Step3: Validate the metric creation and data polling

  • Validate for metric creation and data polling. Wait for couple of collection cycles to get the data. If the network latency is >10 sec it will take more time to collect the data. If the network latency is minimal then each collection will take approximately 5-10 minutes.
  • Navigate through Environment -> All Objects -> Expand SNMP Adapter -> HOST-RESOURCES-MIB and select the device 10.160.17.170.
  • Alternately User can to Administration -> Inventory -> Adapter Instance -> SNMP Adapter Instance and select the adapter instance that is previously created, from the inventory select object 10.160.17.170 and click on “show detail” icon.

All 3 metrics are created for available indexes, we are interested with data at index 5 and 6 only.

Example 1: Create symptom for Disk usage and generate alert

Let’s create Alert with criticality as Info, if the disk usage exceeds 20% and trigger alert.

Navigate through Alerts -> Configuration -> Alert Definition -> ADD

Alert Name: Disk Utilisation is more than 20% of allocated size

Base Object Type: HOST-RESOURCES-MIB

Create symptom for component at Index 5 of OID 1.3.6.1.2.1.25.2.3.1.6 (hrStorageUsed) and add symptom to the alert definition.

  • Symptom Name: Storage usage of Disk at index 5 is more than 20%
  • OID: 1.3.6.1.2.1.25.2.3.1.6
  • Index: 5
  • Symptom Condition: Is Greater Than 88000

Applied alert to the policy where metric is enabled, and created the alert.
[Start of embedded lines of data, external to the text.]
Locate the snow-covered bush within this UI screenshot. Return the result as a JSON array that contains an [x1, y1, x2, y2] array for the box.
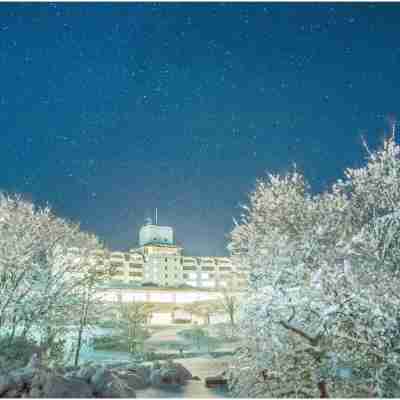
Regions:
[[229, 137, 400, 397]]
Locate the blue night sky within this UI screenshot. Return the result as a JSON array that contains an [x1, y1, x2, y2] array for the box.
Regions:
[[0, 3, 400, 255]]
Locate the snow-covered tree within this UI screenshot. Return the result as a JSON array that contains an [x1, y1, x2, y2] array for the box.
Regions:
[[230, 137, 400, 397], [0, 194, 104, 360]]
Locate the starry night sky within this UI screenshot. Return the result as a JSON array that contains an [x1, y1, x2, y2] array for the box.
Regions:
[[0, 3, 400, 255]]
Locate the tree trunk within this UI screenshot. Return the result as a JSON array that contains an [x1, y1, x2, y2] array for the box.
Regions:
[[74, 294, 89, 367], [318, 381, 329, 399]]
Symptom condition is matched and alert is generated after couple of collection cycles.

Example 2: Create symptom for Memory usage and generate alert

Create Alert with criticality as Warning, where Memory available is < 75% of total.

Create a new Alert by navigating through through Alerts -> Configuration -> Alert Definition -> ADD

Alert Name: Memory available is less than 75%

Base Object Type: HOST-RESOURCES-MIB

Create Symptom for component at Index 6 of OID 1.3.6.1.2.1.25.2.3.1.6 (hrStorageUsed)

Symptom Name: Memory availability at index 6 is less than 75% of total

OID: 1.3.6.1.2.1.25.2.3.1.6

Index: 6

Symptom Condition: Is Greater Than 26000000.

Added the symptom to alert definition and reduced wait cycle to one collection.

Applied alert to the policy where metric is enabled, and created the alert.

Symptom condition is matched and alert is generated after couple of collection cycles.